Cashless and Seamless: For employees like Meghna, the ability to have hospital bills settled directly by the insurer allows the family to focus on recovery and the new arrival rather than administrative paperwork and cash liquidity.
Other benefits:
Late pregnancy –
In case there is late pregnancy (35 years or above) this is covered under the group health policy. Even covers cases where there is excessive vomiting in the first trimester (hyperemesis gravidarum). Late pregnancy is becoming the norm nowadays and to be covered under the group health policy is more advantageous since almost all expenses will be refundable.
Newborn covered –
The newborn can be covered under the group health policy. The employer should fix the sum assured for the newborn for a period from 0 – 90 days. The higher the sum assured, the higher the chance that the maternity sum insured would be enough for both the pregnancy-related expenses and the expenses for the newborn.

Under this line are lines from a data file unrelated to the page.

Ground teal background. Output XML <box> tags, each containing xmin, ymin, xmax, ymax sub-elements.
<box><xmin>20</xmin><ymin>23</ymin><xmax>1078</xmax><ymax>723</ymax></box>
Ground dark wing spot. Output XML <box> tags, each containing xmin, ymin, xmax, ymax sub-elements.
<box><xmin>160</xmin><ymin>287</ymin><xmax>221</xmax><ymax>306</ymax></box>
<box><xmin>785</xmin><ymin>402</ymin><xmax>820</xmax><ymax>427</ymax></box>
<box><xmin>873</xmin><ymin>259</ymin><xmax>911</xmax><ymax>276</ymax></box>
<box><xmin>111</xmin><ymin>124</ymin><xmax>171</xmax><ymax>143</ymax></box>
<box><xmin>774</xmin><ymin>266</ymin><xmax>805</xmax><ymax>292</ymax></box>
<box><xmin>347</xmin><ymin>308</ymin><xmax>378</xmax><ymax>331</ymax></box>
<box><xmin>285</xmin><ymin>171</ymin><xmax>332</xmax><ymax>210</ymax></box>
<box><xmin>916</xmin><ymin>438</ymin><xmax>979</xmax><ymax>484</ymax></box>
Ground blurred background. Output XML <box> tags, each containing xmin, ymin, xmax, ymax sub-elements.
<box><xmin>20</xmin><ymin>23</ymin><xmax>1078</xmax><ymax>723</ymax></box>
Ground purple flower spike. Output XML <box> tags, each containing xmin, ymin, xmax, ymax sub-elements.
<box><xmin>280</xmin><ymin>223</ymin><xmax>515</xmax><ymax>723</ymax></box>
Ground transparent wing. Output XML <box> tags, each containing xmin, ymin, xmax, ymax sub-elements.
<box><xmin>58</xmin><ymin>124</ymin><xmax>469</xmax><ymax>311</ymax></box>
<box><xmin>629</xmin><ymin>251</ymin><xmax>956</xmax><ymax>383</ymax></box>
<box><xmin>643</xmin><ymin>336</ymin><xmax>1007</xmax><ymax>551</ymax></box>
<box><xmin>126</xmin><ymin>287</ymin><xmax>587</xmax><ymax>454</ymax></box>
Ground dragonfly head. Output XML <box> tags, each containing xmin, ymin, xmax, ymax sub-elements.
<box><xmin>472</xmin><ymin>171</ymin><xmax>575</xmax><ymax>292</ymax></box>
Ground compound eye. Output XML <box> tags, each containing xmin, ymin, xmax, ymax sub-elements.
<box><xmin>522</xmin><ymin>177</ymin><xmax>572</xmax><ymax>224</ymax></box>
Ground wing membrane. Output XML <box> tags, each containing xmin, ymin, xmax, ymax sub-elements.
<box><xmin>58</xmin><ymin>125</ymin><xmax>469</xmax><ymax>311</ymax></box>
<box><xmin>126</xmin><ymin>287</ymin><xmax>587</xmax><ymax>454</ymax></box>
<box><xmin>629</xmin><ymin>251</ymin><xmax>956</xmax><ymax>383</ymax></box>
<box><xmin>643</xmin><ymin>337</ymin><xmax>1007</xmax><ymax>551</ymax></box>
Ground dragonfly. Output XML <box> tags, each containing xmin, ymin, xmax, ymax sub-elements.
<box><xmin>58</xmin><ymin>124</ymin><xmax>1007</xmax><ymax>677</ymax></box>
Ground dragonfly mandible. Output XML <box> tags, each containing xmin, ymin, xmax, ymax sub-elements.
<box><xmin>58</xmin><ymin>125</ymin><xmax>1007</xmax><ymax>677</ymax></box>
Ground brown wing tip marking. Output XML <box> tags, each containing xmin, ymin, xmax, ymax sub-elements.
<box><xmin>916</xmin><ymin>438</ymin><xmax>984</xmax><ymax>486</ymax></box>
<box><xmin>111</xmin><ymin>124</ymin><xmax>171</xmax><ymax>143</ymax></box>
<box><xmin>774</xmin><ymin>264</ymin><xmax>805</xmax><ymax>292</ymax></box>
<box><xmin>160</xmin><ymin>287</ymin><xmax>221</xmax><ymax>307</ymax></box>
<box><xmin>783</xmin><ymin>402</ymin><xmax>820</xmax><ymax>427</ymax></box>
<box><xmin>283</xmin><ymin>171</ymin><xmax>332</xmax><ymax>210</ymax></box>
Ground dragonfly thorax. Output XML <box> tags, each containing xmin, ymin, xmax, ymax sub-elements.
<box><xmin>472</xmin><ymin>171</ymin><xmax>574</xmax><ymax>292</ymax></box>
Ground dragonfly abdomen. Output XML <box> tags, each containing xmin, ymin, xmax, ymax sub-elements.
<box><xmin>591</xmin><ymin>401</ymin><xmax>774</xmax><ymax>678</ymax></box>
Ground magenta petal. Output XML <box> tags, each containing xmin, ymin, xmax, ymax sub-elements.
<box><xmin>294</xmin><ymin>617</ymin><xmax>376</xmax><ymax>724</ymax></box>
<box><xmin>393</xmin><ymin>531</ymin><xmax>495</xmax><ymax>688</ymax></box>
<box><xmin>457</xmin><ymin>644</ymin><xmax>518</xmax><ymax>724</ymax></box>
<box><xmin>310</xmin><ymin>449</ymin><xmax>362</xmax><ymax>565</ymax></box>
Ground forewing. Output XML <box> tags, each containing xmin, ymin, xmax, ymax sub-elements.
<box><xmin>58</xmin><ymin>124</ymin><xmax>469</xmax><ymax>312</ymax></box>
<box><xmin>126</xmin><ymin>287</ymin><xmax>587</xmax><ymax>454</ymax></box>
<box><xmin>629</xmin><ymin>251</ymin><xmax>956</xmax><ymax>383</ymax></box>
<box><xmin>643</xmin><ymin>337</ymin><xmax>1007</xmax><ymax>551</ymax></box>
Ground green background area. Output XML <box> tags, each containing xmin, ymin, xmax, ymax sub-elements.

Given the expenses and complications that women with late pregnancy may face. it is useful to cover under a group health insurance and enjoy maternity benefits.
Case: 1
After working for two years in I.S Tech Solutions, 25-year old Radhika left the company and joined J.N IT in Pune. Along with the high salary, the new employer also offered group health insurance with maternity benefits. Ruchika was quite excited to know that the employer will cover maternity expenses up to Rs 50,000.
In a few months of joining J.N IT, Ruchika got married to a businessman. After one year of the customary honeymoon, the couple decided to start a family, and in two months of time, she successfully conceived.
While the news of the pregnancy brought happiness in the couple’s life, they also had to start their financial planning in order to bear the expenses that may arise after the birth of a child.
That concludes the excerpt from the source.